There are many citation management tools available that allow you to not only save your citations but also to automatically create formatted bibliographies. This can potentially save you a decent amount of work — especially if you're submitting to a journal that uses an unfamiliar citation format.

In general, these tools allow users to capture article and books they wish to use for a project. In addition to capturing a URL, these tools capture metadata, like publication dates and authors. Once captured, you can organize your citations however you see fit.

Ideally, once you are up and running with a tool, you'll capture citations and articles as you work and when the time comes for a bibliography, you'll just tell the tool which citation style you wish to use.

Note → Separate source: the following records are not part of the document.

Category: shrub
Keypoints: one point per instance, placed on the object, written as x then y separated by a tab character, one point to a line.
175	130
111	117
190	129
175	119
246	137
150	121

Choosing a tool can be a challenge, though. There are lots of options and it can be hard to know which tool is best. This page will provide a quick overview of current citation management tools, with a focus on tools that offer some degree of web syncablility, meaning you always have access to your citations, even if you're not on your usual computer, or if your computer crashes.


screenshot of RefWorks

RefWorks: RefWorks is a subscription product available to all LaGuardia faculty, students, and staff for free.


screenshot of Zotero

Zotero: Zotero is a free product. It began as a Firefox add-on but now exists as an independent, stand-alone client. While the Zotero stand-alone client is nice, the version bundled within Firefox is especially convenient, assuming you use Firefox as your browser. The browser-based client allows users to move seamlessly between finding content and then capturing it.


screenshot of Mendeley

Mendeley: Mendeley is another free product. It is a stand-alone client, but like Zotero, it works with browser bookmarklets to capture content found online.


screenshot of CiteULike

CiteULike: CiteULike is another free product (although, there is a paid tier that offers more functionality). Like RefWorks, it is entirely web-based, meaning the user does not need to download anything.

Choosing a Tool

All four tools are impressive and committing to any of them will make the task of managing citations easier for most users. The advantage of RefWorks and CiteULike is that they require no downloading of software (although both require installing browser bookmarks to import content on the fly). The RefWorks browser tools only work with Internet Explorer and Firefox, leaving other browser users out in the cold (although you can view and organize your RefWorks citations from any browser). CiteULike's browser tools work across browsers, but it is the only tool that does not integrate with any word processors.

Users with a lot of files on their local computer might do better to start with something like Mendeley or Zotero, as both of those make it very easy to import PDFs into the client. Plus, both can often pull metadata from the PDFs, identifying things like article title and author. Both tools will also sync those citations to the cloud.

Finally, all four tools provide flexible export options for all of your citations, so if one tool doesn't work, it's very easy to move everything into another one.